The second broad focus area for Solo.io is service mesh, which is an infrastructure layer that enables two-way communication between services or microservices in internally developed enterprise applications.
“Our focus is on enabling enterprises to provide an API Gateway for their internally developed applications and also a service mesh that manages the communications between services,” Solo.io chief marketing officer Erik Frieberg told VentureBeat. “As you can imagine, virtually every company is building new applications or building extensions to applications, so they need an API gateway and a service mesh.”
The open source factor
Solo.io’s mesh product is called Gloo Mesh and was built on the Istio project that Google, IBM, and Lyft open-sourced back in 2017. Gloo Mesh is also available as an open source project, while Solo.io launched an enterprise-grade version earlier this year. However, the Gloo Edge API gateway is built separately on the open source Envoy project, which was originally developed at Lyft. This is also available as a standalone open source project, separate from Envoy. Finally, Gloo Extensions helps companies extend and customize their API infrastructure.
So how does all this look as part of a company’s broader technology stack? Solo.io occupies the middle to upper portions of the OSI model’s seven layers, according to Frieberg. This model views companies like Cisco at the bottom of the pyramid, providing the physical layer for moving data. The model then moves on up through layer 2. (data link layer), layer 3. (network layer), layer 4. (transport layer), layer 5. (session layer), layer 6. (presentation layer), and layer 7. (application layer).
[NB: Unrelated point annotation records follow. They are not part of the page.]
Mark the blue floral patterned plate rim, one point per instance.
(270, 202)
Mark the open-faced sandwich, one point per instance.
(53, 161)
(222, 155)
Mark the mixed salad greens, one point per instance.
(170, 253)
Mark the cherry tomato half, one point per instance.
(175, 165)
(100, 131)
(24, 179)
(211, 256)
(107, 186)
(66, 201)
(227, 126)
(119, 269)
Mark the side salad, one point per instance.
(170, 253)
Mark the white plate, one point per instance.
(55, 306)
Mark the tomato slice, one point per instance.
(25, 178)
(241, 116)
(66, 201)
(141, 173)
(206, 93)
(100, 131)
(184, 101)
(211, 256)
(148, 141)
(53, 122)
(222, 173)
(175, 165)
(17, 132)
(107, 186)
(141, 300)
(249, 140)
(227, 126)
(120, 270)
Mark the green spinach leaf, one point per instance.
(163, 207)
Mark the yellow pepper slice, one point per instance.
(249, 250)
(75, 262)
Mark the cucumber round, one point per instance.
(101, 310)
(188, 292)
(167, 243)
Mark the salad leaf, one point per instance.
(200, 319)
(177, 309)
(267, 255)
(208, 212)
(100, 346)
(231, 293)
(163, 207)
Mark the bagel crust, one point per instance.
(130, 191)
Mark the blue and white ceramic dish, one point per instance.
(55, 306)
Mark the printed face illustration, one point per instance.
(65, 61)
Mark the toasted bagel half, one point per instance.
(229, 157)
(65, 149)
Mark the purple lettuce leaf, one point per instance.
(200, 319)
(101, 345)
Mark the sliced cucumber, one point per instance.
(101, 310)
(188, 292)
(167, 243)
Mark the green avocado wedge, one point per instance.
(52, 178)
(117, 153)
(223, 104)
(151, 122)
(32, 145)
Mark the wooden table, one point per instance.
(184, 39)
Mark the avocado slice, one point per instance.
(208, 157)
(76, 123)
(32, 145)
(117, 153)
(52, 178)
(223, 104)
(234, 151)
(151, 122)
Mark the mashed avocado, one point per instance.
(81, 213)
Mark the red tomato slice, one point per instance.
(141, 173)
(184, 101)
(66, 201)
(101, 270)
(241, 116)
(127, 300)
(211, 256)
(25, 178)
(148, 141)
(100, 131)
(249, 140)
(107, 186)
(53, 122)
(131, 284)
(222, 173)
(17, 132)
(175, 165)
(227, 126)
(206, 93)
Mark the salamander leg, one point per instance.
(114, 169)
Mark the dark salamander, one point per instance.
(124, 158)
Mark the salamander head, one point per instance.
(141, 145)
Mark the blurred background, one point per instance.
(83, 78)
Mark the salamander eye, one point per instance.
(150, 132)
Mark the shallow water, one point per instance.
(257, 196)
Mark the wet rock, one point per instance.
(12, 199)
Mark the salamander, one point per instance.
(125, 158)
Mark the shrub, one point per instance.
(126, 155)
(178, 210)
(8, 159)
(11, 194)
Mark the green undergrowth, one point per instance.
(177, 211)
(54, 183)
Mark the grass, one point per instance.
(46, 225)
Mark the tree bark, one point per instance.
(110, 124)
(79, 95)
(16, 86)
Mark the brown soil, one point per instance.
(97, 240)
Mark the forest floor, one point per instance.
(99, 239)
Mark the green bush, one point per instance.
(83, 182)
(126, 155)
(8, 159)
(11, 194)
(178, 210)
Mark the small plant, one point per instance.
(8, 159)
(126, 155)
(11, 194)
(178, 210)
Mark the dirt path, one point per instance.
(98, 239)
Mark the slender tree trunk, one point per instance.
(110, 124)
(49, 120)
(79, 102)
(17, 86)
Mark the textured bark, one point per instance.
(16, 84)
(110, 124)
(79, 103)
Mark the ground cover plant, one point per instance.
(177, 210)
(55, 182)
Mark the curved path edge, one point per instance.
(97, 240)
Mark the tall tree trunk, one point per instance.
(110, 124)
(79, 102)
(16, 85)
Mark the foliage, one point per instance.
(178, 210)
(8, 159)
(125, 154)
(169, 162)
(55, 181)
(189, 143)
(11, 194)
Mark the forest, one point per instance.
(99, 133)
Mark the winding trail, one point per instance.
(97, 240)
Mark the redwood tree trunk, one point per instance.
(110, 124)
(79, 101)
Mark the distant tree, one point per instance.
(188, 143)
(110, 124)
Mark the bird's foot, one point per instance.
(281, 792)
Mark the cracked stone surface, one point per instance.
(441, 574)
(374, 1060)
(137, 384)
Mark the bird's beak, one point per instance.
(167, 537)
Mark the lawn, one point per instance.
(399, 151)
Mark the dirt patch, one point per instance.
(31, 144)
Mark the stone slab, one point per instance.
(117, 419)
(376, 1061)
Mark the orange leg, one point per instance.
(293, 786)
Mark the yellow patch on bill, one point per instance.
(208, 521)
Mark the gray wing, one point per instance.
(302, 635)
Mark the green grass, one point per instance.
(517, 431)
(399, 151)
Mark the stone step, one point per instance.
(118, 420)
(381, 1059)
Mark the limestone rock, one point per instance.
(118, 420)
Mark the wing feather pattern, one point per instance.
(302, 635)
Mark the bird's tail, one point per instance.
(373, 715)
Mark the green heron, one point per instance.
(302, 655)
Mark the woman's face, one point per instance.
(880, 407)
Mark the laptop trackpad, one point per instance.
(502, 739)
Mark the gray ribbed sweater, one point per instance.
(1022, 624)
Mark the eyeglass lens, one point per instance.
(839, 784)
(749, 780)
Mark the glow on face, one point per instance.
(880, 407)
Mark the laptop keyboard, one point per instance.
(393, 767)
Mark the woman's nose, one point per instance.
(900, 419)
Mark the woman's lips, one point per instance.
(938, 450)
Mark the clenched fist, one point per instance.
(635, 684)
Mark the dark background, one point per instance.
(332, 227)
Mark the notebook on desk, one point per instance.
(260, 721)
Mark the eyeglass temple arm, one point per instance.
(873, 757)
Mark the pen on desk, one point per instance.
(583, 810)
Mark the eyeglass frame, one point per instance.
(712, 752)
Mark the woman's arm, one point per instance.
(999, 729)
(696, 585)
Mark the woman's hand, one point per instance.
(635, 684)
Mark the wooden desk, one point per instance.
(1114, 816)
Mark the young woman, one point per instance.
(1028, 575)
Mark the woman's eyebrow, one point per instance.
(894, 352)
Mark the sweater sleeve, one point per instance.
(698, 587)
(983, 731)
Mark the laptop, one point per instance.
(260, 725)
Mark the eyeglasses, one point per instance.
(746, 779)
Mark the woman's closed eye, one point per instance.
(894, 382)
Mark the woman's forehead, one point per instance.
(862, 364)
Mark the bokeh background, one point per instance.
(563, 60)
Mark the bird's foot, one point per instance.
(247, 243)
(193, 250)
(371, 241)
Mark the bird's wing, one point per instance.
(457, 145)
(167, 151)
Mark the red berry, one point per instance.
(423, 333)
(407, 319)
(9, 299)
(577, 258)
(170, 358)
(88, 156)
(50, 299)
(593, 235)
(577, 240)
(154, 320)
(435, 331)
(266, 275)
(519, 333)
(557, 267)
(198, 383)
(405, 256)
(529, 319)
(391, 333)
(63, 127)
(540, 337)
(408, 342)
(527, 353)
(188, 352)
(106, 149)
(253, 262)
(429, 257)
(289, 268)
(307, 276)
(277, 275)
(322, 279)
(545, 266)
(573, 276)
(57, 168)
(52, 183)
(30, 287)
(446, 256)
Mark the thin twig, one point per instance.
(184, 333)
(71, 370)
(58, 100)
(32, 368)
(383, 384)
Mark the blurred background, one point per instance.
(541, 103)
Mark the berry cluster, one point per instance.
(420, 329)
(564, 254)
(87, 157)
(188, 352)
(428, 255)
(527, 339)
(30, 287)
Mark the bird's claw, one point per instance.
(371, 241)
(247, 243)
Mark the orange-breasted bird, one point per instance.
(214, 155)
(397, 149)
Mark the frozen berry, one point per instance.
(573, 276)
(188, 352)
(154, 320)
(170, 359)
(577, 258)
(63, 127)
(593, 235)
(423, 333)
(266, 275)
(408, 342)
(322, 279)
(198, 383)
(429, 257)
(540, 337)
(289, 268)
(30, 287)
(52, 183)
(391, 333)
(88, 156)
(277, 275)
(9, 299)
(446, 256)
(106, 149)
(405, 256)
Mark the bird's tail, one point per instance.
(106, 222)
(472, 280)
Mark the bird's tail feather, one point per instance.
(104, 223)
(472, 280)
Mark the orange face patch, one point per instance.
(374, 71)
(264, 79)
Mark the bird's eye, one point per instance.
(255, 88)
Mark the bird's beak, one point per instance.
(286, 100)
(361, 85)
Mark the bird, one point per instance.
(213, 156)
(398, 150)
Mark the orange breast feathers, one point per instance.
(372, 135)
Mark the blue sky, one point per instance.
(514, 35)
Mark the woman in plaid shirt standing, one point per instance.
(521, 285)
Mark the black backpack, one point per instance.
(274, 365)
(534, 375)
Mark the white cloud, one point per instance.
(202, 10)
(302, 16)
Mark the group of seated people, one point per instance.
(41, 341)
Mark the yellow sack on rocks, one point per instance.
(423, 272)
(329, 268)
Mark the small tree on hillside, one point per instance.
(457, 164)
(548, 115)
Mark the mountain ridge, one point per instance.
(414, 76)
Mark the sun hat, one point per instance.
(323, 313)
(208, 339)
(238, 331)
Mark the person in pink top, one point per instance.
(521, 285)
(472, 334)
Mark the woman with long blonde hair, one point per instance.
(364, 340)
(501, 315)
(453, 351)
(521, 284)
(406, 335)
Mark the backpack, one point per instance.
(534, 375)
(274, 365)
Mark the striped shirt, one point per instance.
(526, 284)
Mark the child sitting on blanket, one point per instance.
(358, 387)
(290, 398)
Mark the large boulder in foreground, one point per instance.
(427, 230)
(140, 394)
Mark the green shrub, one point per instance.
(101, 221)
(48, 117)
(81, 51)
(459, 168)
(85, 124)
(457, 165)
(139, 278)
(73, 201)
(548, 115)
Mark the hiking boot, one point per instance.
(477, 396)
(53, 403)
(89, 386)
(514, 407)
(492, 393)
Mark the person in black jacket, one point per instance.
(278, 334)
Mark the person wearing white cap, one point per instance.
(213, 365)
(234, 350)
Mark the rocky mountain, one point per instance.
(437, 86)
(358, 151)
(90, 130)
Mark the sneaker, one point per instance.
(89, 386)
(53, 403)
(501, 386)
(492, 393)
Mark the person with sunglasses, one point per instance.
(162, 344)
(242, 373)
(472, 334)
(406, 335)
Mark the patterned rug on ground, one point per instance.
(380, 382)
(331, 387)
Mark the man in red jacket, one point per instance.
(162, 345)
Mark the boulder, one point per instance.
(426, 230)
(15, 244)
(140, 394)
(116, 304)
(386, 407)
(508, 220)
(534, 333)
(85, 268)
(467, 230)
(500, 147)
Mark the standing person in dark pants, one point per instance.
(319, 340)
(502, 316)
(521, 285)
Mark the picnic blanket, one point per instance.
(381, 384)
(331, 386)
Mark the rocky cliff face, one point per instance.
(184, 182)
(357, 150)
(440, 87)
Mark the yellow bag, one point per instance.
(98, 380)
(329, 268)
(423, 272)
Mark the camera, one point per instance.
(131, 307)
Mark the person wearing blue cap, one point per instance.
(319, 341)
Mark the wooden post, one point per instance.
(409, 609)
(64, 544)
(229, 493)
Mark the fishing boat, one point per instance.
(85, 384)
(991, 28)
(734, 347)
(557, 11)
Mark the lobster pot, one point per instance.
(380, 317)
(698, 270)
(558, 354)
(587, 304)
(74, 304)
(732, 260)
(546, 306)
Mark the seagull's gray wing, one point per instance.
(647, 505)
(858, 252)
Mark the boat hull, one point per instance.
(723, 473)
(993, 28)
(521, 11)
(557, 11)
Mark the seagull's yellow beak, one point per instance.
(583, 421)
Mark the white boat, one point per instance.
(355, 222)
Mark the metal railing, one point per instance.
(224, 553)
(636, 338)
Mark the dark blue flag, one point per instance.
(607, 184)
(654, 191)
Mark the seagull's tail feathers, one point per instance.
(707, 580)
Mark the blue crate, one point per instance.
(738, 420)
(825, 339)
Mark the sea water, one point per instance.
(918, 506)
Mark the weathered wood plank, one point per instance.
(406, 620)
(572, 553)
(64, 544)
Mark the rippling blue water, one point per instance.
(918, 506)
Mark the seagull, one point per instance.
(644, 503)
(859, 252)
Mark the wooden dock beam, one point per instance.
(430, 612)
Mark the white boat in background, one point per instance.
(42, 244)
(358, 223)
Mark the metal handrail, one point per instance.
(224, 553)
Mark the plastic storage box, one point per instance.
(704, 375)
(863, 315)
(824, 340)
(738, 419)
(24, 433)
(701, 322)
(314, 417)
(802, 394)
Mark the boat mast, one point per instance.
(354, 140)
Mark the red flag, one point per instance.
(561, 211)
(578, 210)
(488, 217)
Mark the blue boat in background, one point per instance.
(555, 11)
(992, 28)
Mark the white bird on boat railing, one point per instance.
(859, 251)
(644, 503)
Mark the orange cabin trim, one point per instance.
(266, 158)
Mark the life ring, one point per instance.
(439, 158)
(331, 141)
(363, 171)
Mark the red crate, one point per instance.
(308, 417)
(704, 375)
Solo.io lives in the middle of this pyramid structure with its tools for managing communications between applications (the API gateway) and within applications (the service mesh).
“Companies need to connect, manage, and secure application traffic between their applications and within the microservices that make up their apps, and they want to do it with a modern approach and leverage open source, defacto industry-standard technologies like Kubernetes, Istio, and Envoy,” Frieberg explained. “Solo helps you simplify your application networking with unified control, reliability, observability, extensibility, and security.”
Solo.io has accumulated a fairly impressive roster of customers in its four-year history, including SAP, Snyk, BMW, and T-Mobile, and has raised around $36.5 million in venture capital funding. With another $135 million in the bank, the company is well-financed to double down on its “domestic and international go-to-market strategy,” which will include recruiting across departments and investing in product development and R&D.
The company’s series C backers include lead investor Altimeter Capital Management, with participation from Redpoint Ventures and True Ventures.